There's was the general "don't follow links in unknown emails" but nothing about what to do if you're sure it's a bad email but terminally curious.
As far as I could tell nothing bad could happen (even JS was off in the browser I used to open it) when I followed the link, but is there something I should be aware of?
The security teams are correct in the training they run about these: report the suspicious email and leave the investigation to them, don't try to DIY the investigation. Note you aren't penalized for false positives (reporting a legitimate email as a phishing attempt).
Okay, but if I'm not supposed to click on unknown links, why do I even have a web browser installed on my work machine? 99% of the time I'm using it to access unknown and untrusted external websites.
I don’t understand this attack: if attacker can control CSS on the page - then they probably can also control javascript. Which means they can extract any data from it.
That is a nifty way to steal data. Luckily I was running in a completely clean environment inside a VM so wouldn't be an attack that could have occurred this time.
I wonder how many such phishing e-mails a company gets a day.
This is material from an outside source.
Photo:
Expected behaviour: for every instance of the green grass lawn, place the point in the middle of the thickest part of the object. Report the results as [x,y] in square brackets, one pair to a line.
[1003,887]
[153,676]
If the volume is not that high and it's something manageable by the (proper) security team, I wonder if a company could implement a policy where the employee can report a phishing e-mail to the security team and get to sit with them to watch them investigate. If that's not possible, maybe have the security team write up about investigations into phishing e-mails from time to time and send the results to employees as internal memos.
I work at a big company with 10,000+ employees (only 100s of software people, mainly sales people). We get phished probably once a year no lie. You've got older folks working HR departments and someone gets an email like.
from: jim.bob.sales@bigcompony.com
"hey cindy it's bob your bosses boss boss. I forgot my password and have a MAJOR presentation coming up. Can you give me yours for login so i can see our powerpoint?"